Blackstone’s BREIT and other real estate funds curb investor redemptions
“Frankly, investors will learn which (open-end real estate fund) managers are good at managing liquidity in a distressed time,” said Faris Mansour, head of business development in the Americas and EMEA for PGIM Real Estate. PGIM Real Estate had $136 billion in assets under management as of June 30.
That means keeping available credit on hand, managing portfolios so to always have some cash available and managing your assets to keep ahead of loan maturities and end of tenant leases, Mr. Mansour said.
Managing liquidity is critical because “you don’t want to sell your best assets,” he said. However, typically a portfolio’s highest quality assets have the most liquidity, he said.
At the same time, in this kind of market environment, inflows are not as strong and managers cannot rely on new investor capital flowing into their funds as a source of liquidity, Mr. Mansour said.
PGIM Real Estate executives try hard not to gate, which means cutting down the release of investor money to a dribble, Mr. Mansour said.

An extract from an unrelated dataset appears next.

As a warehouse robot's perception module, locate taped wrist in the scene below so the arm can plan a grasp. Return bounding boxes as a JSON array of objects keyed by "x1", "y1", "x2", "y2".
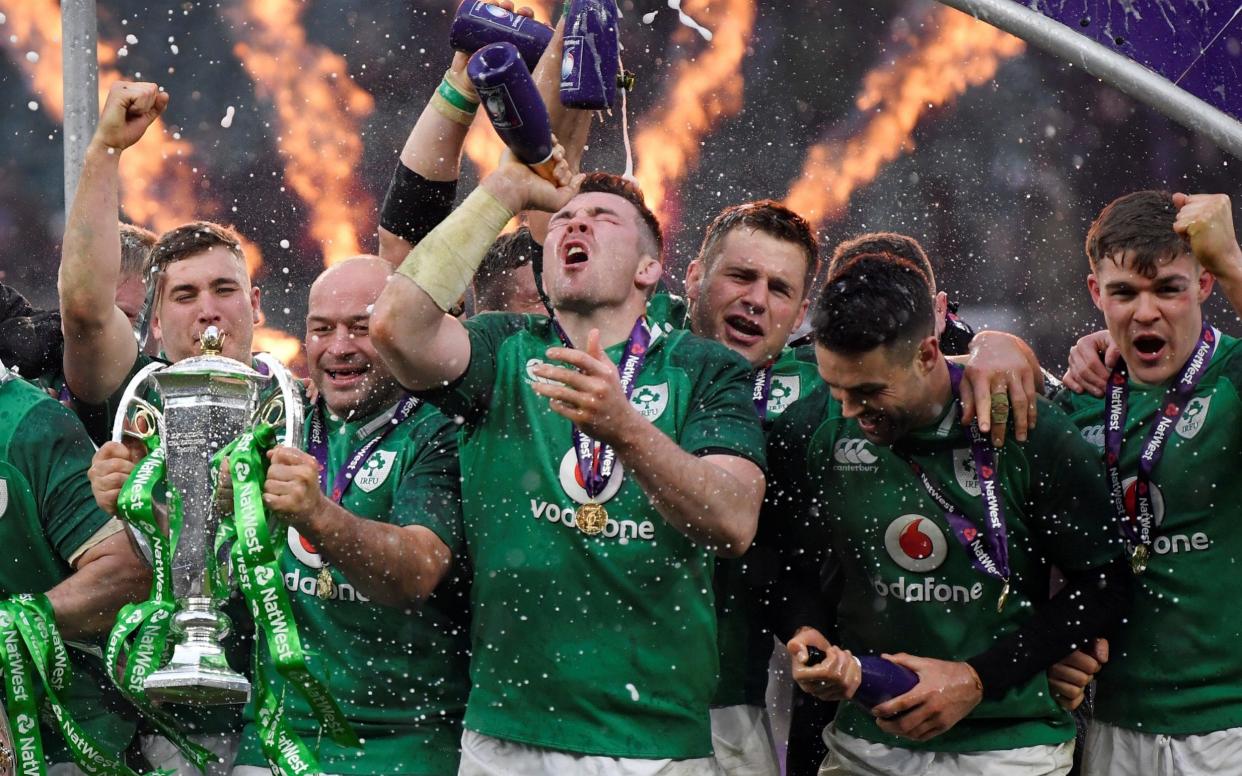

“When they ask for it (redemptions) we have an obligation, in a prudent way, to make sure investors can get liquidity,” Mr. Mansour said. “It’s not always as fast as some (investors) would like.”
While a small number of investors are seeking redemptions due to a meaningful shift in strategy, such as moving a larger percentage of their real estate portfolios into non-core from core, most investors are seeking liquidity to bring their real estate portfolios within allocation targets, he said.
Within its PGIM’s open-end real estate strategies, the vast majority of the redemption requests have been from core and core-plus open-end funds, Mr. Mansour said.
“We do have higher risk, higher returning open-end strategies and we have not seen redemption requests of any consequence” from those funds, he said.
“In this market, putting more risk on the table can actually yield higher returns now,” Mr. Mansour said.
And so in a down cycle, the first dollars invested are for opportunistic, more risky strategies, he said.